When Colonel Edward Shames addresses a live audience on April 17 at the Chandler Center for the Arts (CCA), it will be the first time the 89-year-old war hero has ever spoken about his experiences at the concentration camp Dachau, Nazi Germany’s oldest forced labor camp that opened in 1933. At 6:30 p.m., the Jewish American veteran who now resides in Virginia will give guests a first-hand account of what he went through as a member of the 506th Parachute Infantry Regiment (PIR), and later Easy Company, the unit made famous by the 2001 HBO mini-series Band of Brothers.

“Ed’s own family hasn’t heard this story,” said Beth Archer, an East Valley resident and Shames’ family friend who is helping to bring his story to Chandler. “I think he knew it was about time to document his history.
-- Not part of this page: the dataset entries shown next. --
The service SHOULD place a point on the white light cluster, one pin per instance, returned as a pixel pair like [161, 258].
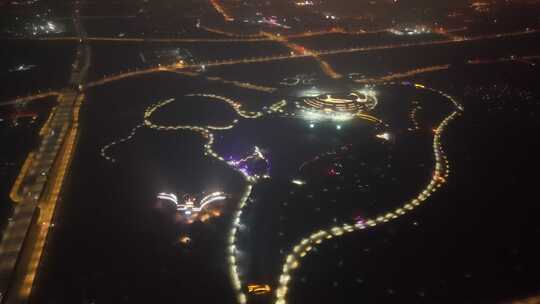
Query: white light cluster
[441, 171]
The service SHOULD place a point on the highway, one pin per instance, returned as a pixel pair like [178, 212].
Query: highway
[37, 188]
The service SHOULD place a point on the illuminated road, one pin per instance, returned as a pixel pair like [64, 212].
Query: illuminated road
[39, 183]
[37, 188]
[441, 171]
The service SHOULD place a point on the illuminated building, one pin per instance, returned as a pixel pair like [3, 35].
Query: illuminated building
[191, 207]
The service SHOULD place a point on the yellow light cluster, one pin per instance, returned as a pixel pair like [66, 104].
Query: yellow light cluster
[440, 174]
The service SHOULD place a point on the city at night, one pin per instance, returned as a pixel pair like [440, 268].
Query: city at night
[269, 151]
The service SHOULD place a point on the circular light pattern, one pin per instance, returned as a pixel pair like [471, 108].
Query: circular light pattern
[440, 174]
[355, 104]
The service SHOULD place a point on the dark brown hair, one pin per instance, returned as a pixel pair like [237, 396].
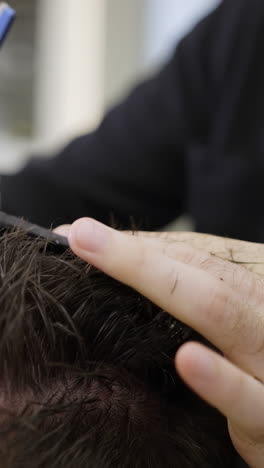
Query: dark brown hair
[87, 372]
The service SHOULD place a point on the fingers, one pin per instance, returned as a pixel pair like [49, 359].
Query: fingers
[234, 393]
[63, 230]
[192, 295]
[247, 254]
[229, 314]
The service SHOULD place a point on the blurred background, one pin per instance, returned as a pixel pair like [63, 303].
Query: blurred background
[66, 61]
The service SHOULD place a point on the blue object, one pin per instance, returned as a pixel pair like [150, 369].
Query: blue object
[7, 15]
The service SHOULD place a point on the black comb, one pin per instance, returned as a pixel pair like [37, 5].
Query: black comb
[55, 241]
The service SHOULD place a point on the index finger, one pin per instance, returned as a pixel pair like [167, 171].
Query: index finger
[192, 295]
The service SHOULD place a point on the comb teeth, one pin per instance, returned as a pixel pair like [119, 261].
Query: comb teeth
[7, 15]
[8, 222]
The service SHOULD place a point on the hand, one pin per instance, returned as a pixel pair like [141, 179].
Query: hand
[223, 301]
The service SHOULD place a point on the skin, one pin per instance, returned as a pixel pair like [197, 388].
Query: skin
[214, 285]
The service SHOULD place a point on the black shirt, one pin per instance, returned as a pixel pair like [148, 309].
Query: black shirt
[189, 140]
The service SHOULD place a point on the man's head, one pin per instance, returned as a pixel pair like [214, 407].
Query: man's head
[87, 372]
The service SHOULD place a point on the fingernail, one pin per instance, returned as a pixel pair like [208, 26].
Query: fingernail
[89, 235]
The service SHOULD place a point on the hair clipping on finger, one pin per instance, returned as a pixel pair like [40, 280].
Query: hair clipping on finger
[56, 242]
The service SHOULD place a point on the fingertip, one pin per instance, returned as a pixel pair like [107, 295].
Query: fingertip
[195, 364]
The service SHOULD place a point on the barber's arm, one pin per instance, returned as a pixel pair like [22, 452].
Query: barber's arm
[222, 300]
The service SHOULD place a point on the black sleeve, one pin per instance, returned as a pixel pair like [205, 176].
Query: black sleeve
[133, 165]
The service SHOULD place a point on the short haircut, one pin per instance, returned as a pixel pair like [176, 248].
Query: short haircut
[87, 371]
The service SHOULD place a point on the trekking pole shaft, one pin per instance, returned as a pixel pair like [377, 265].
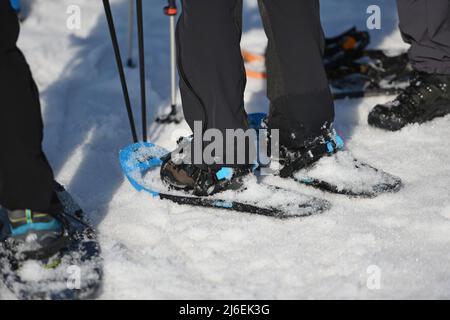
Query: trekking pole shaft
[130, 33]
[173, 61]
[126, 96]
[142, 68]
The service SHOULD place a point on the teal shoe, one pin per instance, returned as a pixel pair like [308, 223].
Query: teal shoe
[36, 235]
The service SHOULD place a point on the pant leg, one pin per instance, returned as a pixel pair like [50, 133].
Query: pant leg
[301, 101]
[212, 74]
[425, 24]
[26, 180]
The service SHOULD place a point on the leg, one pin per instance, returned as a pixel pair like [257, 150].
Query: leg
[297, 83]
[210, 64]
[425, 24]
[26, 180]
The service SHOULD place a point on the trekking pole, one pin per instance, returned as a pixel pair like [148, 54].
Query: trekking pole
[112, 31]
[130, 62]
[142, 68]
[171, 11]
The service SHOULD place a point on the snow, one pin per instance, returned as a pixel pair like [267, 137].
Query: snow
[157, 250]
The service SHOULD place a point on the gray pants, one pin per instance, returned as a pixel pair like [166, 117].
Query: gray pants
[425, 24]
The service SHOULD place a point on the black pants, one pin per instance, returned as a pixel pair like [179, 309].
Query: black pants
[425, 24]
[213, 76]
[26, 179]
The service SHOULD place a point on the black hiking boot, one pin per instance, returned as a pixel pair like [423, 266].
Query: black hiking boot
[426, 98]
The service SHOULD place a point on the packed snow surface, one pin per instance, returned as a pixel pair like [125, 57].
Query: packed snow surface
[154, 249]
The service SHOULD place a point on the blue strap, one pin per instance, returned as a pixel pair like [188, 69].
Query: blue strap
[54, 225]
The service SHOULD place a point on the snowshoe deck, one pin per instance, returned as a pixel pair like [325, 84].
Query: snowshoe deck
[141, 165]
[341, 173]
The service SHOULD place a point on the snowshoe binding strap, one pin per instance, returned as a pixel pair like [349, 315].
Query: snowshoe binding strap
[297, 160]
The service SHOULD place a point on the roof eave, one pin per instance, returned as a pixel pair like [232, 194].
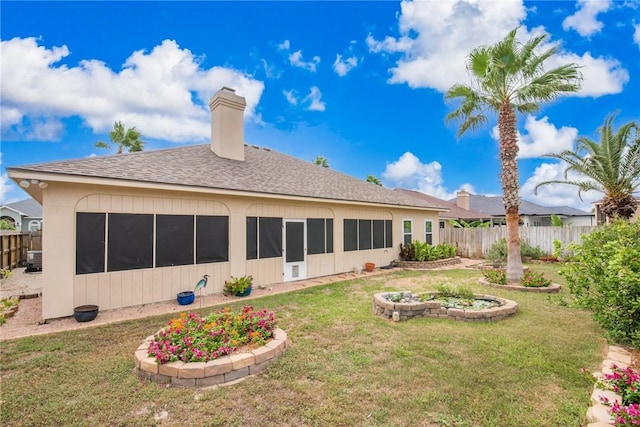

To support a remarkable project like the JCC’s Holocaust Museum project in the process was the right way to do it.”

“We specifically hope that veterans, active duty military members and their families join us at this once-in-a-lifetime event on April 17,” said Steve Tepper, Executive Director of the East Valley Jewish Community Center (JCC), which is hosting the event. “With that in mind, tickets are $5 for the general public and $2 for our country’s heroes.” Tickets may be purchased online at www.evjcc.org or via phone 480-897-0588.

Colonel Edward Shames: A War Hero Remembers has been identified as a City of Chandler Centennial event and falls during the week of Yom Ha’Shoah, Holocaust Remembrance. Prior to this event, the public is invited to view one of the museum’s cornerstone pieces for the first time, a WWII-era rail car, on display at CCA beginning at 4:30 p.m. The 11-ton, 30-foot rail car is certified as ‘being of the type and era’ used to transport Holocaust victims to death camps as part of the ‘Final Solution’. Germans used these cars not only for victim transport, but for day-to-day transportation of cattle, and other goods.

“It took an amazing number of volunteers and resources to bring this amazing piece to Arizona,” said Tepper. “The car travelled nearly 11,000 miles to get to Chandler. Its presence here represents a piece of history that we must never forget, but use to ensure that the Holocaust never happens again.”